Reputation: 163
If I have multithread application and my own thread that control CUDA device and schedule kernels to different streams I can achieve very high GPU usage also on devices prior to Kepler-2 (GK110) famaly like Fermi and Kepler-1 (GK104).
So I don't see good reason aspire to more expensive cards.
flowing my test example and profiling on Fermi card:
void ut_concurent_kernels()
{
int i,j;
cudaEvent_t kernelEvent;
cudaStream_t work_stream[14];
for (i = 0; i < 14;i++)
{
cudaStreamCreate( &work_stream[i]);
}
cudaEventCreateWithFlags(&kernelEvent, cudaEventDisableTiming);
for (j = 0; j < 2;j++)
{
for (i = 0; i < 14;i++)
{
if (i == 13)
{
checkCudaErrors(cudaEventRecord(kernelEvent, work_stream[i]));
}
Kernel_Work<<<1,256,0,work_stream[i]>>>(100000);
}
checkCudaErrors(cudaStreamWaitEvent(work_stream[i-1], kernelEvent,0));
}
cudaDeviceSynchronize();
for (i = 0; i < 14;i++)
{
cudaStreamDestroy(work_stream[i]);
}
cudaEventDestroy(kernelEvent);
}
Upvotes: 0
Views: 1317
Reputation: 151849
I believe the most programmer-visible manifestation of Hyper-Q is a linux feature called CUDA Multi-Process-Server (MPS).
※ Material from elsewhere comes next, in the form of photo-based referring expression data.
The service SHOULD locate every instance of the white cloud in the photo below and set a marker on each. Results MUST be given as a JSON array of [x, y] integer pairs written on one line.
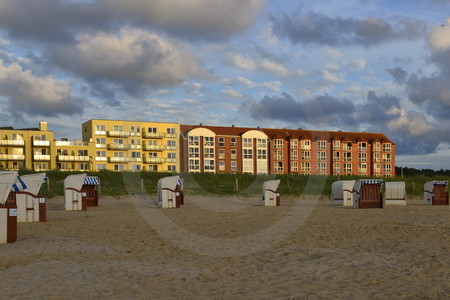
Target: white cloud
[[42, 95], [130, 57], [439, 38], [232, 93], [245, 81], [273, 85]]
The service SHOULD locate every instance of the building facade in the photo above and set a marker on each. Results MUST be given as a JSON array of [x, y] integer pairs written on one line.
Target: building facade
[[133, 145], [170, 147]]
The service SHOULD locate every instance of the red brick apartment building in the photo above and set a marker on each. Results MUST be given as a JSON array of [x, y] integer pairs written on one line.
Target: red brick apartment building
[[232, 149]]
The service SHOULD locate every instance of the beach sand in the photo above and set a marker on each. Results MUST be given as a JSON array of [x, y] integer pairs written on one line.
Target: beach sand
[[230, 248]]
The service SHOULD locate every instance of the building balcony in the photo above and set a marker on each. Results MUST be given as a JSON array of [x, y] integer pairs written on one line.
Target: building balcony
[[154, 135], [40, 157], [12, 143], [134, 146], [41, 143], [114, 159], [154, 160], [115, 146], [154, 147], [73, 158], [12, 157]]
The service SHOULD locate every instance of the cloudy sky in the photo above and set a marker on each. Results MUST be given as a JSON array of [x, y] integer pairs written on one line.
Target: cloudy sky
[[351, 65]]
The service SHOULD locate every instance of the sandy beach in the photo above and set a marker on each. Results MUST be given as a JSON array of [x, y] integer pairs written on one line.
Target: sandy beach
[[230, 248]]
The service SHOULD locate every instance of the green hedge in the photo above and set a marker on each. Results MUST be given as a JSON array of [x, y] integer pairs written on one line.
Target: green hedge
[[132, 183]]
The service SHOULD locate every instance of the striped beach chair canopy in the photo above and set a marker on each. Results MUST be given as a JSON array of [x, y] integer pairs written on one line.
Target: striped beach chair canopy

The principal use-case for CUDA MPS (on top of Hyper-Q) at this time is to enable MPI cluster compute jobs to share GPUs amongst several MPI ranks, for MPI ranks executing on the same node, as discussed here. In this case, multiple MPI ranks normally operate out of independent CPU processes (as opposed to threads) and CUDA MPS/Hyper-Q provides a convenient sharing mechanism.
As already noted, Hyper-Q is a hardware feature that is available in cc3.5 devices, but not in cc 1.x - 3.0 devices. In the context of a single application process, whether single- or multi-threaded, I know of no advantages or compelling use cases that CUDA MPS(on top of Hyper-Q) provides over managing multiple concurrent execution yourself.
With respect to managing multiple concurrent execution yourself, Hyper-Q will (transparently) provide benefits to the programmer as described by @Greg Smith in his comments below. There are no specific requirements to take advantage of it in a cc3.5 device, and conceptually, the user will manage concurrent execution using the same overall methodology, but may experience improved concurrency, or the ability to achieve improved concurrency, in a cc3.5 device, due to the hardware advances in Hyper-Q. As Greg suggests and OP has demonstrated, it is still possible to achieve concurrency in pre-cc3.5 devices, but the opportunities to do so may be more limited, or may require less than obvious programming techniques. To get a more detailed view of these issues, refer to slides 15-22 here
Upvotes: 2